Poster Presentation 2014 International Biophysics Congress

Molecular dynamics simulations to estimate the concentration dependence of amyloid peptide aggregation (#530)

Naohiro Nishikawa 1 2 , Yoshitake Sakae 1 , Yuko Okamoto 1 3 4 5
  1. Department of Physics, Graduate School of Science, Nagoya University, Nagoya, Aichi, Japan
  2. Department of Theoretical and Computational Molecular Science, Institute for Molecular Science, Okazaki, Aichi, Japan
  3. Structual Biology Research Center, Graduate School of Science, Nagoya University, Nagoya, Aichi, Japan
  4. Center for Computational Science, Graduate School of Engineering, Nagoya University, Nagoya, Aichi, Japan
  5. Information Technology Center, Nagoya University, Nagoya, Aichi, Japan

Proteins are the biopolymers that are configured by the 20 kinds of amino acids, and they must be folded to each specific structure in order to perform their functions. However, they sometimes fold into incorrect structures, and this event is called "misfolding". There are some diseases caused by misfolding, and these disease are named "folding diseases".

Alzheimer's disease, which is our research target, is also a kind of folding disease. It is well-known that Alzheimer's disease is caused by misfolding of the amyloid-beta peptides. According to some hypothesis, the cause of Alzheimer's disease is misfolding into the beta-sheet structure of amyloid-beta peptides, and to form the insoluble fibrous proteins called "amyloid fibrils"2 .

Recently, an interesting report about the mechanisms of amyloid fibril formations has published by the experimental group. They suggested that the concentration is important for the self-assembly of amyloid fibrils1 . In order to examine concentration dependence of amyloid peptide aggregation theoretically, we have performed molecular dynamics simulations.

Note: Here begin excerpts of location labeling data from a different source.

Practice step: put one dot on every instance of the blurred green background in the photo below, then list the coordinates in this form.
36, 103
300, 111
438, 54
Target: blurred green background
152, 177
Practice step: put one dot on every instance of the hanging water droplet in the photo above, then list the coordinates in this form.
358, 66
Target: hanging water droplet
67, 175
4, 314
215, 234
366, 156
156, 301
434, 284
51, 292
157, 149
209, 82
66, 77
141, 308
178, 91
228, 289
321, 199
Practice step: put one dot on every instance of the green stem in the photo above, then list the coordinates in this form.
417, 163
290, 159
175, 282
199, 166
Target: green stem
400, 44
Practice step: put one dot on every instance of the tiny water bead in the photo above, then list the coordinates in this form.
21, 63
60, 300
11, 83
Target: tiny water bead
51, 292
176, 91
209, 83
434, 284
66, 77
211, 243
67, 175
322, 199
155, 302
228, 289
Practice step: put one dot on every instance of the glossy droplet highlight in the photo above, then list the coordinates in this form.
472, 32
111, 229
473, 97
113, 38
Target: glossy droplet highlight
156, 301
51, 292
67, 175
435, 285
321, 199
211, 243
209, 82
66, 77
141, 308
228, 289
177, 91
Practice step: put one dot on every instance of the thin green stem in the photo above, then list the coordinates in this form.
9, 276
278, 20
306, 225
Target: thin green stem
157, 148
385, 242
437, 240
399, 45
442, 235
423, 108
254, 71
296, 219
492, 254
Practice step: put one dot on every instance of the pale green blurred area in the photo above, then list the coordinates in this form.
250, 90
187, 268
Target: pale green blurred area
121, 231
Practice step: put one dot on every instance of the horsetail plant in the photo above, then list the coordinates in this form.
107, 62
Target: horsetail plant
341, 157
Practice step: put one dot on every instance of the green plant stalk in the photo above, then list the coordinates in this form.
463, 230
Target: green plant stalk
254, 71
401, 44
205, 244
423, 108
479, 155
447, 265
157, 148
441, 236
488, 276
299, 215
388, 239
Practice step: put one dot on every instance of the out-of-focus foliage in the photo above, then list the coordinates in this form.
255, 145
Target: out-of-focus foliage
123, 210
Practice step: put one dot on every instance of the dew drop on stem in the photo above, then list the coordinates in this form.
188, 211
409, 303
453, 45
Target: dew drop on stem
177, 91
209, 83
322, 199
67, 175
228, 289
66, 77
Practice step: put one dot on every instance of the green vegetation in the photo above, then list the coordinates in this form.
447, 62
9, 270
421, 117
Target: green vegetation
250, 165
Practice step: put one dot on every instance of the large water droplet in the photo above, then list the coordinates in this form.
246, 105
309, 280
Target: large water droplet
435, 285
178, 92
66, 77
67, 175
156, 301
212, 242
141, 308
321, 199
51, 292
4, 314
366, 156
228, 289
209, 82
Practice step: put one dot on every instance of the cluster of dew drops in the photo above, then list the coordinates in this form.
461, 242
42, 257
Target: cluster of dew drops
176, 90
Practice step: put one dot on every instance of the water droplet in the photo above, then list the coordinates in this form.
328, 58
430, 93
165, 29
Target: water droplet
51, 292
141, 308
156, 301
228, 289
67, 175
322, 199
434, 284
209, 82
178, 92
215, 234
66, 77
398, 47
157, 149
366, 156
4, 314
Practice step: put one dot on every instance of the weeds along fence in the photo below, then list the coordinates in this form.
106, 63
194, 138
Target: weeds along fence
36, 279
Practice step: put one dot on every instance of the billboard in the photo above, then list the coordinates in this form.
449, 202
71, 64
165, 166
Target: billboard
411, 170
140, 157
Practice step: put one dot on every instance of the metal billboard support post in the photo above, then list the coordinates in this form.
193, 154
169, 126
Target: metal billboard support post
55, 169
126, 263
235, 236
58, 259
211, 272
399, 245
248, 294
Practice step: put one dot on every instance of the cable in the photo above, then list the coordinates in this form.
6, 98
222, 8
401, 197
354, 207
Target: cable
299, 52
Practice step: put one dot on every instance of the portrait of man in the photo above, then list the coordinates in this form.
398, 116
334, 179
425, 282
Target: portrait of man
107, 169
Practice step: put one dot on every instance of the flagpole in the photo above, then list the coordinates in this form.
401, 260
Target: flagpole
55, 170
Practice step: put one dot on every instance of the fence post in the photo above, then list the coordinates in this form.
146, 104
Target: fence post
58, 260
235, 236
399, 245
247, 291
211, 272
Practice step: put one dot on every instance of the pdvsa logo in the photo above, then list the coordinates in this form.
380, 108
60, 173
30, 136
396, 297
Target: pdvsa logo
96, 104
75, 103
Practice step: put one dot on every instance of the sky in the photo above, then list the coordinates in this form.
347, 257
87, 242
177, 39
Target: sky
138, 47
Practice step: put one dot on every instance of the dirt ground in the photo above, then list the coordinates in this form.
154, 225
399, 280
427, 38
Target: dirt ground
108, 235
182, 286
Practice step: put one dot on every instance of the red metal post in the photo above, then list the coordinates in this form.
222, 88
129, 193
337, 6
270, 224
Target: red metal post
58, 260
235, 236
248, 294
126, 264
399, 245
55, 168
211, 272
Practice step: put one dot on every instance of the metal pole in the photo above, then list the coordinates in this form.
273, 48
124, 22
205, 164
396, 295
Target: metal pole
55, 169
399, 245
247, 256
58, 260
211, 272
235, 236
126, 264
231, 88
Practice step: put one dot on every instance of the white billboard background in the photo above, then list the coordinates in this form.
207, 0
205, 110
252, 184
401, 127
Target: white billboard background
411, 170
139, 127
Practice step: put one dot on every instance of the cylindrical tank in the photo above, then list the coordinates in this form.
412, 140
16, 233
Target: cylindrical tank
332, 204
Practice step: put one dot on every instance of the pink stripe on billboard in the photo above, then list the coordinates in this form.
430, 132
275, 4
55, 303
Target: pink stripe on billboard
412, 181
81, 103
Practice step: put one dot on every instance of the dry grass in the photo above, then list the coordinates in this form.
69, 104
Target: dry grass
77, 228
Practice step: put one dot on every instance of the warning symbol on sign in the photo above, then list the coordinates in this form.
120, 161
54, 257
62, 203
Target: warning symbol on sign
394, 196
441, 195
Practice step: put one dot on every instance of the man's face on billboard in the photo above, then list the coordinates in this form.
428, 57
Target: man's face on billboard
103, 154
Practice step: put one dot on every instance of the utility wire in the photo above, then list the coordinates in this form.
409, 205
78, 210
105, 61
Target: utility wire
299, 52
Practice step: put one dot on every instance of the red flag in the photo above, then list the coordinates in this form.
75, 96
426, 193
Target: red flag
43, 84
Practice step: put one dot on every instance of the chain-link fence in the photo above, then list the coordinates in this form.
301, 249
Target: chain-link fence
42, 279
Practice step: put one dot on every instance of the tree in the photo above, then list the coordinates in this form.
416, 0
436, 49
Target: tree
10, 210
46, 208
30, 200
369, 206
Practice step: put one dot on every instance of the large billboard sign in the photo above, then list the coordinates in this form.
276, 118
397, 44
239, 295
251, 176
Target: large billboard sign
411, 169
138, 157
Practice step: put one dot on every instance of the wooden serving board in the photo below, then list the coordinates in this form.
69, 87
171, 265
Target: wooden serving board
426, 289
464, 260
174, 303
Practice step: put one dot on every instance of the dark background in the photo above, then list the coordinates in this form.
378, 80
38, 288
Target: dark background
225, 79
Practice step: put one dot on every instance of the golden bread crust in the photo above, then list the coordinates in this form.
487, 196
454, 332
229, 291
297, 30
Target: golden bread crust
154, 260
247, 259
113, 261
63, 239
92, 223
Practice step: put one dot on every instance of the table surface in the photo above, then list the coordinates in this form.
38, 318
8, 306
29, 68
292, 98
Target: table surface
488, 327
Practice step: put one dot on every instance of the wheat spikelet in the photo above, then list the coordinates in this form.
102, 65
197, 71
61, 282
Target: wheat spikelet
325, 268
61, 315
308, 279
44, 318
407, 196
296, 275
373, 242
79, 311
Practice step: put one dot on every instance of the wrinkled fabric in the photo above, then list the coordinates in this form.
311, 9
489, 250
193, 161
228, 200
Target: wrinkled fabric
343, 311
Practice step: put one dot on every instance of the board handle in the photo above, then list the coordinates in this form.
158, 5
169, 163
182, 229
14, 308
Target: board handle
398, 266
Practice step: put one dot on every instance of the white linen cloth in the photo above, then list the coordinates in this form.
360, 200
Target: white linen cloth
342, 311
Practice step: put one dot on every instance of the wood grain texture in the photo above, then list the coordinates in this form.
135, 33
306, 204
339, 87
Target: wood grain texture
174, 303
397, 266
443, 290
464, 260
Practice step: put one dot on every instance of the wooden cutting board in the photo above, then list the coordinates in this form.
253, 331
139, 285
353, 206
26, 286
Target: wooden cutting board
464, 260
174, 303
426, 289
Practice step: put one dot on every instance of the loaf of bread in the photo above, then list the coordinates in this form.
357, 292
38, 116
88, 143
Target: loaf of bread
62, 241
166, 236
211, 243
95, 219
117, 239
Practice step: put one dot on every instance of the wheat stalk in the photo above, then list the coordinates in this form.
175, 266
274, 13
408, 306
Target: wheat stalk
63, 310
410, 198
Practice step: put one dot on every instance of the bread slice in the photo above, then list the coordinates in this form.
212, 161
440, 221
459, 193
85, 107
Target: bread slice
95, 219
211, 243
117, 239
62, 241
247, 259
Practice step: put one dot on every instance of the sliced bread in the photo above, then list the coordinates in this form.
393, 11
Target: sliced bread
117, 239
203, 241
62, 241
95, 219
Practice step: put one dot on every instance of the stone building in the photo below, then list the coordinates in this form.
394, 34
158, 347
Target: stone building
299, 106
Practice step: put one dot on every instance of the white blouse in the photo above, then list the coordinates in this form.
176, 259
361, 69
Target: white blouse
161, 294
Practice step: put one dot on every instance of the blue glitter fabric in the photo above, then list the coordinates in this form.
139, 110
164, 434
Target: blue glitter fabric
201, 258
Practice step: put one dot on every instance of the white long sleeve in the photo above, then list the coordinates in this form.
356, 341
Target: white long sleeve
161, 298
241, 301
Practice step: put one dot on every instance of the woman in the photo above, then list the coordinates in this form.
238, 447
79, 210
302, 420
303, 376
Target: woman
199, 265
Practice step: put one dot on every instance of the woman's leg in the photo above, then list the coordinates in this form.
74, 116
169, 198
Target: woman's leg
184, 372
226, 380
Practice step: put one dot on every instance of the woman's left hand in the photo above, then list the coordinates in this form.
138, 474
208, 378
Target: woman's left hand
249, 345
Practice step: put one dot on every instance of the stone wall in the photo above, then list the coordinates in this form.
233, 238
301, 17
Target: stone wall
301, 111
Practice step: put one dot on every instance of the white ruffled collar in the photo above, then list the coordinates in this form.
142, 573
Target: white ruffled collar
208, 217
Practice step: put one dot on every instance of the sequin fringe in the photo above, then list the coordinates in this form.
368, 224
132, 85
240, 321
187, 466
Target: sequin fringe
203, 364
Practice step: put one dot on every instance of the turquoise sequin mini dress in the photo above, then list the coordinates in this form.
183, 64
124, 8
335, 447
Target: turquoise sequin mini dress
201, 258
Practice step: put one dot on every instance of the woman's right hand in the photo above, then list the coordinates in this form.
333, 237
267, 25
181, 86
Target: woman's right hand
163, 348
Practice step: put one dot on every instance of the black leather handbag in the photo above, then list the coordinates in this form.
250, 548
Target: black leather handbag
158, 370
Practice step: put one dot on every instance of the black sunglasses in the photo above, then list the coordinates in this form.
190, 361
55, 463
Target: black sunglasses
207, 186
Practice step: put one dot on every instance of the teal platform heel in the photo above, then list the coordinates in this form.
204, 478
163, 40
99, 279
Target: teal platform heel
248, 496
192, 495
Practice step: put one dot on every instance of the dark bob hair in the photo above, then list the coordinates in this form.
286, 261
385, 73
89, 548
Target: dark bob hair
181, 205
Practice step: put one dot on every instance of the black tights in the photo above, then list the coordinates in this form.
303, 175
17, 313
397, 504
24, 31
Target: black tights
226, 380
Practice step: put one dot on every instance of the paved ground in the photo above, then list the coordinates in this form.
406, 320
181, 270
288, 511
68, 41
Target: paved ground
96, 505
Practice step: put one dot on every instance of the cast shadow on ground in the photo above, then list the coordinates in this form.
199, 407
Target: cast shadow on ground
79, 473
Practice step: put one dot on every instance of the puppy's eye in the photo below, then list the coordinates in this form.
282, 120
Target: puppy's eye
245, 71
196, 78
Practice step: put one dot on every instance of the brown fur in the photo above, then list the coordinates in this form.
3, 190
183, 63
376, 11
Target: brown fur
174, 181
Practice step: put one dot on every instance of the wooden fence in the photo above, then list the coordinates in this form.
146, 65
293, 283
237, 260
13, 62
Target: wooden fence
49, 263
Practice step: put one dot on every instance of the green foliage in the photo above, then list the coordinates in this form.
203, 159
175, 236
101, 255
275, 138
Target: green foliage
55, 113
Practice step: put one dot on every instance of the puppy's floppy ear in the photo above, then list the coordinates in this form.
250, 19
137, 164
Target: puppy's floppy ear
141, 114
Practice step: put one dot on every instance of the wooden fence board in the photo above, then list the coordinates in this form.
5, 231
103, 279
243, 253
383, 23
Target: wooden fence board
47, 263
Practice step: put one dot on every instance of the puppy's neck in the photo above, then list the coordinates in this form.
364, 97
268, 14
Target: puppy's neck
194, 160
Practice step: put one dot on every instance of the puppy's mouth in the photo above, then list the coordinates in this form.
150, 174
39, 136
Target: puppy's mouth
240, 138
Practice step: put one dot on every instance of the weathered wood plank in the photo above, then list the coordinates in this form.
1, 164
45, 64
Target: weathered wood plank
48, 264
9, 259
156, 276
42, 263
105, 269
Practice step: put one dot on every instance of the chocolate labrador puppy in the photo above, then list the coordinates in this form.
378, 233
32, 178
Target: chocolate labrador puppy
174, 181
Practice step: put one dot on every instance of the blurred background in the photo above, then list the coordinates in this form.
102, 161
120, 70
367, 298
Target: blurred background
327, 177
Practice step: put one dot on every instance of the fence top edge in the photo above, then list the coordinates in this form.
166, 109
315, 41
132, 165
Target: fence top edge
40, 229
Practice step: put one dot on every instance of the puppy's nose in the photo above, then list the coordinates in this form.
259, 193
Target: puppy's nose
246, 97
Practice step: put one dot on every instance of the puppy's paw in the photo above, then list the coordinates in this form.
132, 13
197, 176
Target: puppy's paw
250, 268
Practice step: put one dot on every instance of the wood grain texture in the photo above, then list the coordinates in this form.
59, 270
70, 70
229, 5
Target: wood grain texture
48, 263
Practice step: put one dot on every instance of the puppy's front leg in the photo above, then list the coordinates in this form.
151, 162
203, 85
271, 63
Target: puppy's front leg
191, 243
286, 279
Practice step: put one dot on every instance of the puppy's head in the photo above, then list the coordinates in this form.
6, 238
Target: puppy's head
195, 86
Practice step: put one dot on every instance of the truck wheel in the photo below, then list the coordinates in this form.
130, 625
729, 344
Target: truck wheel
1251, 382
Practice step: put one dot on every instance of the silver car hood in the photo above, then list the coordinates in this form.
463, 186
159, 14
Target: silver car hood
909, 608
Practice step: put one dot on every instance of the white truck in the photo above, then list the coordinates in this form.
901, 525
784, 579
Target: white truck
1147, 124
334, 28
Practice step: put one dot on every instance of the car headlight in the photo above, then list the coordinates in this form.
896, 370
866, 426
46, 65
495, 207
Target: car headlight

We prepared the systems consisted by 8 fragments of amyloid-beta(25-35). For the evaluation of volumes and concentration, we provided the constraints under conditions of implicit solvent model. And by changing the ranges of constraints, we estimated the concentration dependence of the proteins. In addition, we have applied a simulation technique called replica-exchange molecular dynamics to the systems3 . By using this method, we can explore the conformational spaces efficiently.

  1. Y. Yoshimura, Y. Lin, H. Yagi, Y. Lee, H. Kitayama, K. Sakurai, M. So, H. Ogi, and Y. Goto, PNAS, 109, 14446-14451 (2012).
  2. F. Chiti, and C. M. Dobson, Annual review of biochemistry, 75, 333-366 (2006).
  3. Y. Sugita and Y. Okamoto, Chemical Physics Letters, 314, 141 (1999).